I sometimes feel very alone in my opinions about organic food and the religiosity with which it is bought, sold, and pitched. I had a nagging feeling about the, lets say friendliness between food control or food superiority and feminism. Today I read an article that, while it doesnt make rference to feminism, for me closed the gap quite a lot just based on the nature of control and supremacy with which feminists approach, well, everything.
I have always believed that the issue of organic food transcended the left/right divide, not in a good way, knowing any number of otherwise conservative people who subscribe to the organic food religion. When the most logical of organo-fanatics are challenged I am utterly amazed at how they are able to fall right into the rhetorical techniques they offer no quarter to the left for when the topic is different.
Ive also noted that the loudest and most strident adherents are women, they are the newest diet fad consumers, the devotees to homeopathy, and pretty much drove the temperance movement, all springing from the same genetic well of desperate to micromanage……stuff.
The organic food thing is unique in its combination of being right on a micro basis and badly wrong on a macro basis. Plus, it has the worst moniker ever. Try this, go to the store and ask for the department that sells inorganic veggies. Its good for a laugh, but its also nonsense. The only inorganic food that even exists, chemically speaking, is table salt (and maybe a handful of other things but they are not common)
See the following:
There is no doubt that there are chemicals that are harmful to humans used in the production of pesticides and fertilizers. That we minimize our exposure to those things is a matter of common sense. But what of the data, which we already know, that says life expectancy has dramatically increased with the advent of basic medicines (primarily antibiotics) and fertilizers and pesticides? We are not starving to death, nor are we dying of basic bacterial infections. These two factors jumped life expectancy more than anything other factor. That is why you see that there is a correlation between GDP and life expectancy, as GDP ties to excess food production and to availability of basic medicines.

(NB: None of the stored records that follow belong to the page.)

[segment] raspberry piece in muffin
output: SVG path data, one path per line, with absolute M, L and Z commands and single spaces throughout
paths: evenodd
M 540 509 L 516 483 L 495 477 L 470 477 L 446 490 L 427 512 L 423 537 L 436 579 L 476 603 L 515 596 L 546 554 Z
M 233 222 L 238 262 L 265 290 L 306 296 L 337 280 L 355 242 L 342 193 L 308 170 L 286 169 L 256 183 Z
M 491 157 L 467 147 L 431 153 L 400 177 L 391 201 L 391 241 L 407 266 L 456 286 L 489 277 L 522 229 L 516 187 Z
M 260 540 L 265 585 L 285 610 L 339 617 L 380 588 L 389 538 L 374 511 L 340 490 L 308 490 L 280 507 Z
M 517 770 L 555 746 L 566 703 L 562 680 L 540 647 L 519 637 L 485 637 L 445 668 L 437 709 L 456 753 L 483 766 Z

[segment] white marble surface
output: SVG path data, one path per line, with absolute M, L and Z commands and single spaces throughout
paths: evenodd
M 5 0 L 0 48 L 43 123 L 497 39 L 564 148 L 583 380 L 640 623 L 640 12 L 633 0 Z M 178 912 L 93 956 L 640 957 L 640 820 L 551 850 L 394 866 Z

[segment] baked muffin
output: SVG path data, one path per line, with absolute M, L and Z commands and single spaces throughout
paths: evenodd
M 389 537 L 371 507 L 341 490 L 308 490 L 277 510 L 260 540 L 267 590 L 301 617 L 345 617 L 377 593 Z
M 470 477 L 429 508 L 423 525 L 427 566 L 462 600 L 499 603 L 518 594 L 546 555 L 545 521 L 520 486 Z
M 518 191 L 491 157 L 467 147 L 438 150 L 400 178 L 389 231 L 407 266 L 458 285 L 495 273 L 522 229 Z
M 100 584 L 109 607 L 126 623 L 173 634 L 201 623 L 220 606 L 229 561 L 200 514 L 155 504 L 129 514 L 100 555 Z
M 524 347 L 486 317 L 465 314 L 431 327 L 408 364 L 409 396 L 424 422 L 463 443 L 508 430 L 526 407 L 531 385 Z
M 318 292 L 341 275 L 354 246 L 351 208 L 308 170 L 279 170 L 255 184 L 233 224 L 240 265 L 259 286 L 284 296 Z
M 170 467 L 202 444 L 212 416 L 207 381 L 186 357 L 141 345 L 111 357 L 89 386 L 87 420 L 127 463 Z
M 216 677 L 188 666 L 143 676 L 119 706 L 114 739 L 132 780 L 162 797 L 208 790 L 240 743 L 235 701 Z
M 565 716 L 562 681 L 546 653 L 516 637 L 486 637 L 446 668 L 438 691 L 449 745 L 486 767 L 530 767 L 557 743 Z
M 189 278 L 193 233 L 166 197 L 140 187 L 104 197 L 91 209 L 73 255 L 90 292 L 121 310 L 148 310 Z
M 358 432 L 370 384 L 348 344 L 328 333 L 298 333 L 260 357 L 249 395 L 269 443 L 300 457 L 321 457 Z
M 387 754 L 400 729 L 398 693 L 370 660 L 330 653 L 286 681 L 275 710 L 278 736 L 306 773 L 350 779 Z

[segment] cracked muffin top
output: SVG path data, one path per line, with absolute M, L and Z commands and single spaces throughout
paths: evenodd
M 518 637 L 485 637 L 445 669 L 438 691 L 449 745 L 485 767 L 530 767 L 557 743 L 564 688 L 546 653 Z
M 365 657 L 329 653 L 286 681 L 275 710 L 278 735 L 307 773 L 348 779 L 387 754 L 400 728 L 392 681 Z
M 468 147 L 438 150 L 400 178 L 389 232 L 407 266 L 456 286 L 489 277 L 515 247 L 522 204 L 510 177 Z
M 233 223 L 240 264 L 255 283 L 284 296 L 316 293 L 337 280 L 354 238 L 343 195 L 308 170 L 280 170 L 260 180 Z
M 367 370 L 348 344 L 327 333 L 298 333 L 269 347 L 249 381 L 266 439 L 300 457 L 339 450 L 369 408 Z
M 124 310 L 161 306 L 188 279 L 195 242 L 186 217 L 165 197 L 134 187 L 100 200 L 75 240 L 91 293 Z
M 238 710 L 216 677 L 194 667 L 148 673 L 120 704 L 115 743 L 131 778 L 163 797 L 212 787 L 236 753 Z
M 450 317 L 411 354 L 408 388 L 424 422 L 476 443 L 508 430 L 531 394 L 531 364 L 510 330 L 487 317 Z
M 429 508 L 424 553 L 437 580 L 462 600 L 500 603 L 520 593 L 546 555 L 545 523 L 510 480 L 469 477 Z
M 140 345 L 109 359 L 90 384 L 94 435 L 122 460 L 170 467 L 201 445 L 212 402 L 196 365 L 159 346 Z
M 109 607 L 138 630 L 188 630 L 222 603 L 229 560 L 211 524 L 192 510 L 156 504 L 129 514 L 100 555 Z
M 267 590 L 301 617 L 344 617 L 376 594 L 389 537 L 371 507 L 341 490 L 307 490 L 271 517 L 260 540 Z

Therefore, as a boutique type operation, and treated as such by consumers, the organic food (and homeopathic medicine) movement, makes good sense for a privileged minority of people who can afford the time and expense of acquiring them. But thats not enough for them.
When folks start shopping and eating organic, a self-righteous change begins. In other words, they become snobs. They look down on those folks in the grocery store check-out line sticking with processed food, frozen dinners and even those shoppers who do not bring their own reusable bag. And they become downright judgmental.
This form of peer pressure is conflicted. It at once throws off negative reinforcement towards those pesky inorganic shoppers, but at the same time harbors a subconscious knowledge that if all those pedestrians actually responded to the pressure, these purveyors of culinary snobbery would have to look elsewhere to feed their superiority complex.
But they needn’t worry too much because:
Even more importantly, the authors of the study found, their sense of self importance and harsh judgement didn’t stop with food — it carried over to other areas of their life, as well.
Is it difficult to see how women who are unwittingly sympathetic to the evangelical feminists for the moral control it affords them in marriage can grab hold of the nutritional supremacy feelings that organic and free range evokes and cast their net wider than their own home? The 30-something mothers are the worst, as they shame other mothers suggesting its nearly child abuse that they didn’t supply the crispy arugula snacks to go with the chicken strips made from Colin…..the chicken in the following video.
It may seem an awkward connection I’m making between women and organic food, and will especially cause heartburn for those men who have been drafted into the movement. But there is one woman’s blog, and I cannot recall the name, its cited in the testostosphere regularly, who writes extensively about organo-homeopathy topics. In her case I think she is genuine and not coming from a place of superiority.
But that lady unloading a filthy reusable bag of organic veggies (see recent news reports on sickness spread by these bags) sneering at my Mac and Cheese yesterday in Krogers was pissing me off.